Reconciliation and Social Justice Library
If the Commonwealth is to achieve its objective of social justice for Aboriginal and Torres Strait Islander peoples, it must acknowledge that Indigenous social justice does not end at the seashore around Australia. Aboriginal and Torres Strait Islander peoples belong to the international community of Indigenous peoples. This means that we are entitled to enjoy the rights of Indigenous peoples now being articulated in international forums. 1
The benchmarks set by the international community in the form of international human rights instruments, together with policy reforms in countries which provide better recognition for Indigenous rights form the world's formal and informal standards for policy in relation to Indigenous peoples. Observing these benchmarks and practices is not simply a matter of ensuring that we fufil our international obligations and avoid international criticism, it is also an effective means of improving our own policy approaches and making Australian policy `best practice'.

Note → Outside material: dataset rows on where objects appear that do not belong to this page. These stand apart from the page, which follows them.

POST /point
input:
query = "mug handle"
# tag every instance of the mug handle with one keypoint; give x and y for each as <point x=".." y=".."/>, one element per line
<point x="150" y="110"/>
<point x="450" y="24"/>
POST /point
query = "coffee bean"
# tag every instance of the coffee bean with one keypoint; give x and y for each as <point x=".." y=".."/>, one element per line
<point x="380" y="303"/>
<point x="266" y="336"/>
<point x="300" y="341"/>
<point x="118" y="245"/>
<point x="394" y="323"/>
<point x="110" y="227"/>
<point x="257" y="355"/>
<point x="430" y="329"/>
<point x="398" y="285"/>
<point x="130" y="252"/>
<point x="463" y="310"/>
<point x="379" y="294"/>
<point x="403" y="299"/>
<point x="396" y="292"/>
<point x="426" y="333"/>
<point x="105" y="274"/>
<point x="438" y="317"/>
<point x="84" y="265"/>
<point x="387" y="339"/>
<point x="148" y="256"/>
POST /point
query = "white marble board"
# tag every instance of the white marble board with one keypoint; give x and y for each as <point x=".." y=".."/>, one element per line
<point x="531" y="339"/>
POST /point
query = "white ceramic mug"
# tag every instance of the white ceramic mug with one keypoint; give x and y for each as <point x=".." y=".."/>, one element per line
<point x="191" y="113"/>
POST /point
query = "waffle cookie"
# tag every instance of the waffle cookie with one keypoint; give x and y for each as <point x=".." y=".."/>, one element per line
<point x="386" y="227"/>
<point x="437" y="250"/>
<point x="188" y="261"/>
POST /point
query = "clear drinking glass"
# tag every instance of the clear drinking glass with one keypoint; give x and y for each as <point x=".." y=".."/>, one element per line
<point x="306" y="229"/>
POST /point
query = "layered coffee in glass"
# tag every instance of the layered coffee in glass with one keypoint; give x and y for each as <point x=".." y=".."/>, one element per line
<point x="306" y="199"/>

International Indigenous work, in the form of standard-setting and networking has been going on for several years. Yet until recently Australia has not been as active in this scene as other `first world' countries. Undoubtedly, it is Aboriginal and Torres Strait Islander peoples ourselves who have been the main losers from this relative isolation, but governments too have lost the opportunity to gain valuable insights and examine other policy approaches. In saying this I acknowledge that Indigenous Australians have ourselves not always been sufficiently active in changing the situation. Indigenous individuals, communities, and organisations must also take the initiative to bring international experience and international standards home.
Just one pertinent example concerns the protection of intellectual and cultural property rights. As Aboriginal and Torres Strait Islander peoples struggle to find appropriate mechanisms to protect our knowledge about native plants in the face of pharmaceutical developments and the patenting of products, our Indigenous brothers and sisters confront the very same issue in South America, Africa Asia and elsewhere. The United Nations Working group on Indigenous Populations has commissioned a "Study on the Protection of the Intellectual and Cultural Property of Indigenous Peoples" which provides several examples of ways which Indigenous peoples have found to protect such rights, and to negotiate with non-Indigenous governments and companies to retain some control over the development of products based on their traditional knowledge, and share in profits derived from such development.
Indigenous peoples throughout the world have contemporary grievances and all have suffered dispossession of territory, denigration of culture, marginalisation, assimilation, and social ills. In many countries today the lives of Indigenous people are at risk from brutal governments and brutal colonisers. If we were to dwell only on the many problems remaining, we would be immobilised by despair. What we must do instead is build on positive measures which have begun to emerge in some countries. Nobody would suggest that any country has solved Indigenous problems, but at least there are examples now appearing of general policies, specific initiatives, or unforeseen outcomes which return self-worth and decision-making to peoples previously marginalised.